Another day another payphone documentary. This one should be easier than an earlier one, not that I objected to the time spent on “Hang Up.” This should just be a quick conversation about the poetry and pathos of obsolescence and changing times. People always come to me for that. Hah. We are filming at the same strip mall where we filmed part of “Hang Up” and apparently she is shooting in black and white on film.
I got part way over the Triborough bridge today before turning back. Just didn’t feel like it, and wanted to be closer to home should a certain somebody contact me. I spent much of the afternoon at the piano, catching up on the music of Amy Beach.
I seem to find myself, all of a sudden, at the center of a somewhat unpleasant gossip mill. I guess that is wht I get for leaving the apartment. It is not a horrible, wretched, embarrassment of a gossip mill but it has that potential.
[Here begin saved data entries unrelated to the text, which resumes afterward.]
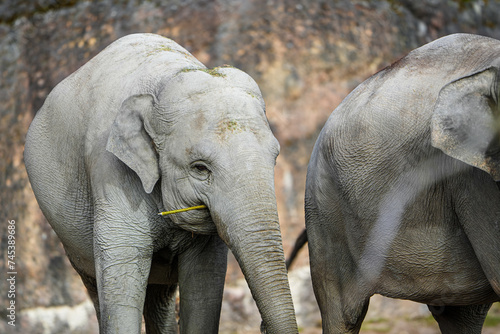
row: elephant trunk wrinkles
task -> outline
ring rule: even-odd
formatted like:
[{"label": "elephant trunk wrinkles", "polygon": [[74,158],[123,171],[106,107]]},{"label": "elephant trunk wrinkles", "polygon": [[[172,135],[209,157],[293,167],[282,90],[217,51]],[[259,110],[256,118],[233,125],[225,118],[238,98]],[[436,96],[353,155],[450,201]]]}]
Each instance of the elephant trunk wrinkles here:
[{"label": "elephant trunk wrinkles", "polygon": [[[238,260],[267,333],[298,333],[274,189],[258,196],[248,188],[239,190],[228,194],[225,209],[214,217],[219,235]],[[243,196],[248,201],[241,202],[242,192],[249,194]]]}]

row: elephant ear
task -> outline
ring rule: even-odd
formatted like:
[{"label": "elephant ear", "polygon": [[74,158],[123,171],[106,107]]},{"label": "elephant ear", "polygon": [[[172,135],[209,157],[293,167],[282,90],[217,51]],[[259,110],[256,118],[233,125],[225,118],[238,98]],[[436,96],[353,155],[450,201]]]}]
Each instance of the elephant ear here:
[{"label": "elephant ear", "polygon": [[148,194],[160,178],[158,156],[144,123],[153,111],[154,101],[152,95],[126,99],[111,126],[106,145],[106,150],[137,173]]},{"label": "elephant ear", "polygon": [[432,116],[432,146],[500,181],[499,71],[490,67],[444,86]]}]

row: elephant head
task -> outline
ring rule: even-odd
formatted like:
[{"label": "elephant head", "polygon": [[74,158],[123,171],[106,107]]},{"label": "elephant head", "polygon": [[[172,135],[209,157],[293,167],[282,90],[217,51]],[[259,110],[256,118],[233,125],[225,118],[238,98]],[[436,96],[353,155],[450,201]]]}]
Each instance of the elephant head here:
[{"label": "elephant head", "polygon": [[500,181],[499,69],[444,86],[432,117],[432,145]]},{"label": "elephant head", "polygon": [[279,144],[257,84],[235,68],[184,68],[157,93],[128,98],[107,150],[150,193],[161,180],[182,229],[217,233],[237,258],[267,330],[297,332],[274,192]]}]

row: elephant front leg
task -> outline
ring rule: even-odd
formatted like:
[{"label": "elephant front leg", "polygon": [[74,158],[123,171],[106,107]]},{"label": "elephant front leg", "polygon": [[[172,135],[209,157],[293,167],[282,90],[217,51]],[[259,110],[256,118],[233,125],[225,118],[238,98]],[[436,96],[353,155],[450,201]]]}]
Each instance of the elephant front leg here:
[{"label": "elephant front leg", "polygon": [[218,236],[196,236],[179,255],[181,333],[218,333],[227,247]]},{"label": "elephant front leg", "polygon": [[491,304],[467,306],[432,306],[429,311],[443,334],[481,334]]},{"label": "elephant front leg", "polygon": [[[453,184],[454,208],[491,288],[500,297],[500,192],[490,175],[473,169]],[[475,282],[470,282],[471,286]]]},{"label": "elephant front leg", "polygon": [[[141,333],[151,241],[116,222],[96,222],[94,255],[100,333]],[[134,233],[135,231],[135,233]]]}]

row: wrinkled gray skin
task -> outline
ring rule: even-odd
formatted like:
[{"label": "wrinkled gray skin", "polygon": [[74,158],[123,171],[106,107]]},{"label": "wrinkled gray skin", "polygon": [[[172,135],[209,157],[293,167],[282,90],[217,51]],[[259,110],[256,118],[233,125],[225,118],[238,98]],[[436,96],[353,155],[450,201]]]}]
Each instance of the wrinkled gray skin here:
[{"label": "wrinkled gray skin", "polygon": [[500,41],[451,35],[358,86],[313,151],[306,228],[324,333],[370,296],[480,333],[500,296]]},{"label": "wrinkled gray skin", "polygon": [[[227,246],[268,333],[297,333],[256,83],[175,42],[126,36],[50,93],[26,139],[38,203],[101,333],[217,333]],[[208,210],[158,212],[205,204]],[[259,324],[256,324],[258,326]]]}]

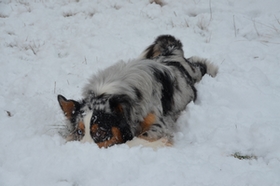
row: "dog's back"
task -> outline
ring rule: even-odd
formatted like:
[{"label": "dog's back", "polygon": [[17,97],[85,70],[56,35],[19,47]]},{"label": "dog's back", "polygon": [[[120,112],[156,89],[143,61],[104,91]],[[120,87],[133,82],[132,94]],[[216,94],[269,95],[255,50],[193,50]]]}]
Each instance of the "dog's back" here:
[{"label": "dog's back", "polygon": [[129,105],[126,117],[134,136],[143,132],[139,123],[149,114],[156,116],[156,123],[162,117],[173,118],[195,96],[185,77],[178,76],[172,67],[149,59],[118,62],[100,71],[90,78],[83,95],[92,109],[107,112],[110,112],[110,107],[108,102],[101,101],[105,100],[104,97],[125,95]]}]

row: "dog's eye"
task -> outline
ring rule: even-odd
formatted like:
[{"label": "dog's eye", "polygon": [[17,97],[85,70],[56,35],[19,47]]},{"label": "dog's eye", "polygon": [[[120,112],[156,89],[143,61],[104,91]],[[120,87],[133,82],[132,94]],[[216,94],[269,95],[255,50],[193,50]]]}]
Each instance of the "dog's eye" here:
[{"label": "dog's eye", "polygon": [[82,135],[82,134],[83,134],[83,131],[80,130],[80,129],[78,129],[78,130],[77,130],[77,134],[78,134],[78,135]]}]

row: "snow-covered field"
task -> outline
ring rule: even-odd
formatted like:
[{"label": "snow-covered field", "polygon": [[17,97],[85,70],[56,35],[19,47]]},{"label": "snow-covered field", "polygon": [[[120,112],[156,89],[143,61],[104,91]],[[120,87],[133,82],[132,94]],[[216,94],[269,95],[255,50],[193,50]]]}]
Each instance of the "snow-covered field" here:
[{"label": "snow-covered field", "polygon": [[[0,1],[0,186],[279,186],[279,0]],[[173,147],[66,143],[57,94],[136,58],[160,34],[216,78],[178,121]]]}]

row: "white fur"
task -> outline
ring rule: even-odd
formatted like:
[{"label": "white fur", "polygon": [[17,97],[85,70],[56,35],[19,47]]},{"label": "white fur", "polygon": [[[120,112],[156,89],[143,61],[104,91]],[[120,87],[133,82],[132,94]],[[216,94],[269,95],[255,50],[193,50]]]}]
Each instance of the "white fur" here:
[{"label": "white fur", "polygon": [[133,138],[131,141],[127,141],[126,145],[129,147],[136,147],[136,146],[142,146],[142,147],[151,147],[153,149],[158,149],[160,147],[166,147],[171,146],[171,143],[168,142],[167,138],[160,138],[156,141],[147,141],[142,138]]},{"label": "white fur", "polygon": [[214,65],[213,63],[209,62],[207,59],[205,58],[201,58],[201,57],[197,57],[197,56],[192,56],[190,58],[188,58],[188,60],[192,63],[203,63],[206,65],[207,69],[206,69],[206,73],[209,74],[212,77],[215,77],[218,73],[218,67],[216,65]]},{"label": "white fur", "polygon": [[91,117],[92,117],[92,112],[87,113],[86,116],[84,117],[85,135],[81,140],[82,143],[85,143],[85,142],[93,143],[93,139],[90,135]]}]

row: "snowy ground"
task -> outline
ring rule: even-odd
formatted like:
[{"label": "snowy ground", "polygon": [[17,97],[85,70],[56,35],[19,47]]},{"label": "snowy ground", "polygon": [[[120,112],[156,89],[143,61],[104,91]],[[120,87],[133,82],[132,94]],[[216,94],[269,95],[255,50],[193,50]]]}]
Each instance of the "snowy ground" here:
[{"label": "snowy ground", "polygon": [[[0,185],[279,186],[279,7],[279,0],[0,1]],[[186,57],[220,68],[197,84],[174,147],[65,144],[57,94],[81,98],[91,74],[137,57],[160,34],[181,39]]]}]

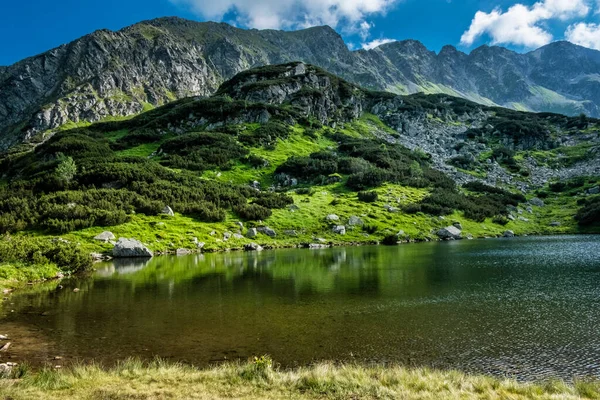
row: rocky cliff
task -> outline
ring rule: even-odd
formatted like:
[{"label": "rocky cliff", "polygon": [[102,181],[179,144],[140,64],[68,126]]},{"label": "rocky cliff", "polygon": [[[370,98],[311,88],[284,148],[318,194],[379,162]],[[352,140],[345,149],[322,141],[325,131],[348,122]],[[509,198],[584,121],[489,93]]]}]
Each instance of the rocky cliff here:
[{"label": "rocky cliff", "polygon": [[461,96],[482,104],[600,115],[600,52],[559,42],[528,54],[417,41],[351,52],[329,27],[242,30],[179,18],[102,30],[0,68],[0,149],[61,126],[208,96],[250,67],[301,60],[361,86]]}]

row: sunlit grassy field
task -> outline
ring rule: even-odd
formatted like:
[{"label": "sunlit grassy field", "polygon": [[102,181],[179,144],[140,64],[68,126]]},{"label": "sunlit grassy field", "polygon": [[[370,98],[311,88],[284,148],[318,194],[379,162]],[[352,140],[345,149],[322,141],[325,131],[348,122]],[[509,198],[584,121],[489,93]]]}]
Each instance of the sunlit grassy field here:
[{"label": "sunlit grassy field", "polygon": [[279,370],[268,357],[207,369],[155,361],[0,379],[6,399],[598,399],[596,381],[519,383],[423,368],[321,363]]}]

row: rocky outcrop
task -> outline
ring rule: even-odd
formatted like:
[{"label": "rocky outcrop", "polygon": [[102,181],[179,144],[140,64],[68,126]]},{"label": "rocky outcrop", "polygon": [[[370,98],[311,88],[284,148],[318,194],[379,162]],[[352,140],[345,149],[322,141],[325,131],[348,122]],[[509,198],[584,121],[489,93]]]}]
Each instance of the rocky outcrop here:
[{"label": "rocky outcrop", "polygon": [[114,233],[109,232],[109,231],[104,231],[94,237],[94,240],[98,240],[99,242],[105,242],[105,243],[108,243],[111,240],[115,240],[115,239],[116,239],[116,237],[115,237]]},{"label": "rocky outcrop", "polygon": [[462,239],[462,232],[455,226],[447,226],[437,231],[437,236],[442,240],[458,240]]},{"label": "rocky outcrop", "polygon": [[135,239],[120,238],[113,248],[115,258],[152,257],[154,254],[142,242]]},{"label": "rocky outcrop", "polygon": [[277,233],[275,232],[275,230],[267,227],[267,226],[261,226],[260,228],[256,228],[258,232],[267,235],[271,238],[274,238],[277,236]]},{"label": "rocky outcrop", "polygon": [[[436,54],[413,40],[353,52],[329,27],[259,31],[160,18],[118,32],[96,31],[0,68],[0,150],[70,122],[208,96],[252,66],[294,60],[371,89],[444,92],[483,104],[600,116],[599,54],[567,42],[527,54],[487,46],[470,54],[446,46]],[[292,73],[313,87],[330,85],[330,94],[337,94],[307,97],[297,85],[286,84],[260,93],[248,90],[246,98],[289,101],[322,120],[331,116],[332,101],[341,101],[345,112],[359,112],[360,102],[347,88],[337,91],[330,77],[305,74],[302,66]]]}]

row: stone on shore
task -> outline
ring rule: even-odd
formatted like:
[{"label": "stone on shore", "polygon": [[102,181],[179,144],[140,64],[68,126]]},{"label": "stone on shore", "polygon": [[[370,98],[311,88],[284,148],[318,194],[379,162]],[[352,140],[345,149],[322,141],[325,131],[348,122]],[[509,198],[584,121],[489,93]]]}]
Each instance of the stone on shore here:
[{"label": "stone on shore", "polygon": [[135,239],[120,238],[113,248],[113,257],[152,257],[152,251]]},{"label": "stone on shore", "polygon": [[98,241],[104,242],[104,243],[108,243],[111,240],[115,240],[115,239],[116,239],[116,237],[115,237],[114,233],[109,232],[109,231],[104,231],[101,234],[94,237],[94,240],[98,240]]},{"label": "stone on shore", "polygon": [[437,236],[443,240],[457,240],[461,239],[461,230],[455,226],[447,226],[437,231]]}]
I had an idea for another radio script, based loosely on some bits of reality but strung together with fictions. A man sees a beautiful woman on the street. She is talking on her phone, or appears to be. He actually suspects she is of that ilk which only appears to be talking on the phone as a means of departure, or of keeping a distance from anyone around her.
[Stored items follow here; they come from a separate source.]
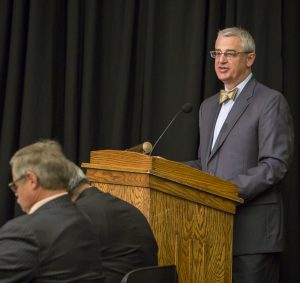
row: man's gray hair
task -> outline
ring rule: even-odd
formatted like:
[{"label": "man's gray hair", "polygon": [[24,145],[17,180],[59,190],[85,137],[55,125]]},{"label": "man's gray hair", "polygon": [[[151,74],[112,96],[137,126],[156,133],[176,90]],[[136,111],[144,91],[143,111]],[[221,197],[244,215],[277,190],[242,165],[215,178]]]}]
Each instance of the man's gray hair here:
[{"label": "man's gray hair", "polygon": [[28,171],[36,174],[39,184],[46,189],[67,188],[70,179],[68,161],[60,144],[53,140],[41,140],[18,150],[9,164],[15,178]]},{"label": "man's gray hair", "polygon": [[71,171],[71,178],[69,180],[68,192],[72,194],[76,191],[79,185],[89,184],[89,180],[87,176],[84,174],[84,172],[82,171],[82,169],[79,166],[77,166],[75,163],[69,161],[69,166]]},{"label": "man's gray hair", "polygon": [[238,36],[242,40],[243,51],[245,52],[255,52],[255,42],[252,35],[243,28],[231,27],[220,30],[218,32],[218,37],[231,37]]}]

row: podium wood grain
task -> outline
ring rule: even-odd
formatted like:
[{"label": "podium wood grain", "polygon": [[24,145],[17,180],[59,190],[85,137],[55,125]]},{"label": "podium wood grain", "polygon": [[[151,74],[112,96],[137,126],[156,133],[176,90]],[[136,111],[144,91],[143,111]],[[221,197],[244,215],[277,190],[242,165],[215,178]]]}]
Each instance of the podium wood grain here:
[{"label": "podium wood grain", "polygon": [[[176,264],[180,283],[231,282],[236,187],[184,164],[134,152],[92,151],[90,181],[148,219],[159,264]],[[112,219],[113,221],[113,219]]]}]

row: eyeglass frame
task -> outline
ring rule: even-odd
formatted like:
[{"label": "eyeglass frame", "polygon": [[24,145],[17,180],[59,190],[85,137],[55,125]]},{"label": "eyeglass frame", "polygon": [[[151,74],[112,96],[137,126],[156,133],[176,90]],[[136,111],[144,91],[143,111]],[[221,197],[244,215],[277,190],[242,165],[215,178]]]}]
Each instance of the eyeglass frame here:
[{"label": "eyeglass frame", "polygon": [[239,54],[249,54],[252,53],[252,51],[236,51],[236,50],[226,50],[224,52],[220,50],[211,50],[209,51],[211,58],[216,59],[217,57],[220,57],[222,54],[226,58],[235,58]]},{"label": "eyeglass frame", "polygon": [[16,185],[17,182],[21,181],[22,179],[26,178],[27,174],[21,175],[19,178],[17,178],[15,181],[12,181],[8,183],[8,187],[11,189],[13,193],[16,193],[18,186]]}]

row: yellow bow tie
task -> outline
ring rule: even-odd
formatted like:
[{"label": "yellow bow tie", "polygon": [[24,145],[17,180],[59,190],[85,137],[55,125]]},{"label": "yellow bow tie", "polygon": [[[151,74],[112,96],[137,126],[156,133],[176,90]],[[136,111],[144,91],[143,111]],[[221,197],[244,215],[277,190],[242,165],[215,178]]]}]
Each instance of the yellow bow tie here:
[{"label": "yellow bow tie", "polygon": [[237,92],[238,92],[237,88],[234,88],[233,90],[230,90],[230,91],[226,91],[224,89],[221,89],[220,97],[219,97],[219,103],[221,104],[221,103],[227,101],[228,99],[234,100]]}]

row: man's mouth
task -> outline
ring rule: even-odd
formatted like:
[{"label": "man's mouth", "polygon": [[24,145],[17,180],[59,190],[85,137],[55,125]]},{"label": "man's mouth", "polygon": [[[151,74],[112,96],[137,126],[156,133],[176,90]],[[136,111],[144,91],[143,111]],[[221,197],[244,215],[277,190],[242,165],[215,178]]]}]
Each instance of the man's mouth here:
[{"label": "man's mouth", "polygon": [[218,67],[218,70],[219,70],[220,73],[226,73],[229,70],[229,68],[227,68],[227,67]]}]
He follows her a half a block, where he sees her enter her apartment building. He notes her street address, and through the magic of ancestry.com or similar online resources he learns her name and certain things about her background — among other things he learns that they share a handful of mutual friends from the neighborhood. Long story short he uses the tools of the predator to make himself available to her, without it ever looking like he wanted her. This is how child molesters work. The notion of the pervert hanging around the playground luring kids into the car with promises of candy and television, while not without its anecdotes to back it up, is largely a fiction. Instead the more common approach is for the molester to make himself available, letting the kids come to him for story book reading or something involving sitting on the guy’s lap. Fucking disgusting to think about, but the technique is at the crux of this story about the man’s pursuit of the woman. He is conflicted about it, but perseveres anyway out of what he feels is a real possibility for love.
He “makes himself available” by passing her apartment, almost compusively, 7 or 8 times a day. He has all his stories straight: She lives on a relatively untrammeled side street but he passes by frequently on his way to or from the bar down the street. Or, he goes to the library also nearby. His stories are all perfectly innocuous and credible.
After months of passing by her place it finally happens. The miracle he anticipated and even helped create. She was walking the opposite direction in the company of one of their mutual friends. He stopped to say hello to the mutual friend, as the woman he really wanted to talk to listened in. He introduced himself. There was conversation. Knowing what he knew of her background he peppered his comments with references to the college she attended, to her home town, to the industry in which she worked. She lit up. The conversation was real.
The three people parted ways, but his success felt real. Very real. He continued his availability charade, passing her building numerous times a day, even passing by on the next street over to see if he could glean any clues about what her apartment was like. He considered crude techniques of keeping him on her radar. Dropping his business cards on the sidewalk around the area. Something involving misdirected mail that was not really misdirected. But these techniques were for less determined folk who wanted to get caught in their pursuit rather than discovered.
Anyway, it’s a crude story line but the conflicted man eventually gets through to her. They slowly fall in love, for real. But any time they approach her apartment he feels a coarse sense of being a predator. The countless times he walked this street alone never left him when he was finally in her company. Had he fooled her into loving him? The relationship is healthy so why feel guilt over how he made it happen? He concludes that the foundation of loneliness and the solitude of his pursuit never fully retreated as the foundation of the relationship.
Holy crap it is still 74 degrees even after a thunderstorm. At the ghetto coffee shop, heading out and out and away.